Então, acho que você tem nos filmes italianos o encontro dessas duas chaves de horror histórico, o colonial e o da segunda guerra (que não deixa de ser uma forma de carregar para dentro do solo europeu os horrores que eles promoveram nos séculos anteriores nos demais continentes). Voltando ao Os Quatro do Apocalipse e O Céu Mandou Alguém, essa diferença entre os peregrinos e as agruras do mundo me parece indicativa sim. Porque, em termos narrativos, ambos são marginais e rejeitados da sociedade e ambos caminham em direção a essa fábula católica de renascimento, mas no filme do Fulci isso só é possível sob o signo do tormento. Os sentimentos, o passado dos personagens, as suas futuras ações sempre existem sobre essa chave da convulsão.
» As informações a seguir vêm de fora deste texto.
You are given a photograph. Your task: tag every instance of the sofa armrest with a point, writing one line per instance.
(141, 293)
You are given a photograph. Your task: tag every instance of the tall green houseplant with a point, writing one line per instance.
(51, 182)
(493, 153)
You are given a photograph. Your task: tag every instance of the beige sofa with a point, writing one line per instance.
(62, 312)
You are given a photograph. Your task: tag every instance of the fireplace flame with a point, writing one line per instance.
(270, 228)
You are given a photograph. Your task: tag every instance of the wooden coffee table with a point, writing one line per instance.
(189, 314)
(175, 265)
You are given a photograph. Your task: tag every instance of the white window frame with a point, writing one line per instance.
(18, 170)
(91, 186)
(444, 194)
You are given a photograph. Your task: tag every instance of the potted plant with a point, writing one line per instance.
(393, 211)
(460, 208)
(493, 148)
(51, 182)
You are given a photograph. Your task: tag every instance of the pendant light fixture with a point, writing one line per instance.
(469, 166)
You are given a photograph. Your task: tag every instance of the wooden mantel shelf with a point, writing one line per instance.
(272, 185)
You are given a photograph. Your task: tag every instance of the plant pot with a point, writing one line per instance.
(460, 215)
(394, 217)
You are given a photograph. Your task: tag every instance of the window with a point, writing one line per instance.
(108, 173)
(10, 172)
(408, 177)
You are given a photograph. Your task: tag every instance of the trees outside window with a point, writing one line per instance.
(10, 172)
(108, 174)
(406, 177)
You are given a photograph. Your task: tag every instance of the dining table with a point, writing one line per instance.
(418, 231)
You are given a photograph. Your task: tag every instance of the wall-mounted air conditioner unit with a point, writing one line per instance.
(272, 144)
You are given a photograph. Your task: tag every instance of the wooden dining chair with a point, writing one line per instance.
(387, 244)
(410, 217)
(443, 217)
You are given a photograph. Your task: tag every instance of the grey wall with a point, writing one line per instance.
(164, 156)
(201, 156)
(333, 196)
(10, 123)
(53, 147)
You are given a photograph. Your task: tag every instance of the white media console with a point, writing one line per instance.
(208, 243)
FC: E no filme do Ford essa vida que, tô contigo, tem rumo, destino – não existe deambulação sem sentido, mesmo nessa grande metáfora cíclica e interminável que é o deserto – só é possível sob o signo da provação, como em Moisés. Quando a personagem de John Wayne descobre que seu galão de água levou um tiro e eles vão sofrer de sede, o plano que dá início à travessia é uma montanha de areia que eles precisam subir. O trajeto de ascese é o da redenção através de um caminho epifânico, miraculoso, sacrificial e teleológico (sobre teleologia: o recém nascido, como o título original indica, tem 3 GOD-Fathers, 3 padrinhos que o tutelam e o guiam para Jerusalém. Deus existe e é abundante. Com Fulci, o bebê nasce e o homem que deveria assumir a paternidade, renega, desapega, o entrega para a comunidade – inúmeros pais são também nenhum. A personagem de Fabio Testi se recusa a ser Pai, enquanto a personagem de John Wayne assume vinte anos na cadeia se for preciso mas não abdica do elo com o milagre.) No fim do filme do Fulci, a vingança sobre Chaco (Tomás Milián), a eliminação do Mal não é exatamente o norte, mas uma etapa, porque na verdade não há um Mal, vivemos num purgatório.

ascese 3 godfathers

[Quando os Brutos se Defrontam (Sergio Sollima, 1967) tinha uma cidade chamada Purgatory city. Que é um pouco a cidade fantasma de Os Quatro do Apocalipse, onde eles se abrigam da chuva e o “louco que fala com os mortos” some. Todas as cidades ítalo-americanas têm essa coisa meio limítrofe, morta-viva. A cidade inicial do filme tenta quebrar isso fazendo uma limpa ku klux nazifascista no que há de podre por lá. Se chama Salt Flat, “deserto de sal”, que, no filme de Ford, é onde começam as mortes, a do primeiro rei mago, morte que seria refilmada em Gerry (Gus Van Sant, 2002), sem Deus nem documento.]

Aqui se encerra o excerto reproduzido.